Con su primera edición por la editorial Santillana en Madrid en el año 2005 y con las precisas actualizaciones hasta hoy, presenta como especial novedad un tratamiento de los extranjerismos en el que la RAE se posiciona a favor de la no incorrección, calificándolos como: “grafías propias de otras lenguas” y levantando la mano ante esos préstamos lingüísticos sobre los que, en tiempos no muy lejanos, se mostraba rigurosa en favor de la etimología española. Respeta al mismo tiempo las divergencias y normas que rigen entre los demás países de habla hispana, considerando absolutamente legítimos los usos regionales, siempre que estos no supongan un riesgo para la unidad de la lengua. Sin perder el purismo trata de implantar una cierta homogeneidad a la hora de utilizar los neologismos o extranjerismos, respetando la diversidad existente.


El cuerpo de la obra lo constituyen una lista de palabras o términos dudosos que se organizan, como en todos los diccionarios, por orden alfabético, estableciendo diferencias entre términos que comparten la misma etimología pero que han especializado sus usos.

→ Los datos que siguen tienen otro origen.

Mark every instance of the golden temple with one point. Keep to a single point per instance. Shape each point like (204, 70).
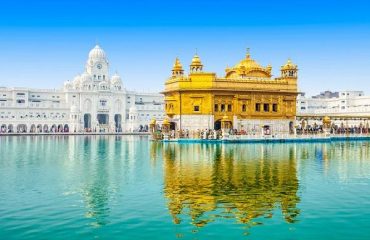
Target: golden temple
(247, 95)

Consta de varias partes: el diccionario propiamente dicho y cinco apéndices con el siguiente contenido:


1.Modelos de conjugación verbal

2. Lista de abreviaturas

3. Lista de símbolos alfabetizables

4. Lista de signos o símbolos no alfabetizables

5. Lista de países y capitales con sus gentilicios

Y un glosario de términos lingüísticos que aclara conceptos gramaticales y la nómina de fuentes citadas.


Su publicación ha levantado polémica, sobre todo en la comunidad hispanoamericana, por cuanto algunos lo encontraban recomendado solo para personas especializadas en los recovecos del lenguaje o que sus contenidos podrían ser discutibles. Personalmente encuentro que es un diccionario con definiciones muy sencillas, claro y conciso. De fácil comprensión en lo que se refiere a los datos identificativos de las fuentes citadas, en los ejemplos de uso y el criterio seguido para los topónimos y gentilicios. Se han añadido además, cosa que me parece muy acertada, algunos extranjerismos no recogidos por el diccionario académico, pero que son hoy de uso frecuente en el español de España.


No sé si esa obra hará más fuerte el castellano, pero supone para los profesionales, o simplemente amantes del correcto uso de la lengua, una gran ayuda en la búsqueda de información y orientación. Y aunque su edición haya provocado multitud de críticas y elogios indistintamente, creo que este libro de consulta viene a llenar un vacío que existía a la hora de resolver con comodidad las dudas surgidas, especialmente a profesionales en cuyo trabajo es imprescindible el conocimiento de la lengua como herramienta, al permitirles acceder a cualquier plano del campo lingüístico como el morfológico, el sintáctico, el fonográfico y el léxico-semántico.


Hay que tener humildad, no tener ningún problema al reconocer que no sabemos de todo, y tomarnos un tiempo para “buscar”. ¡Ánimo! con un “clic”, en cualquier buscador de Internet, tendremos a nuestra disposición, este y otros diccionarios sin que nos cueste un céntimo.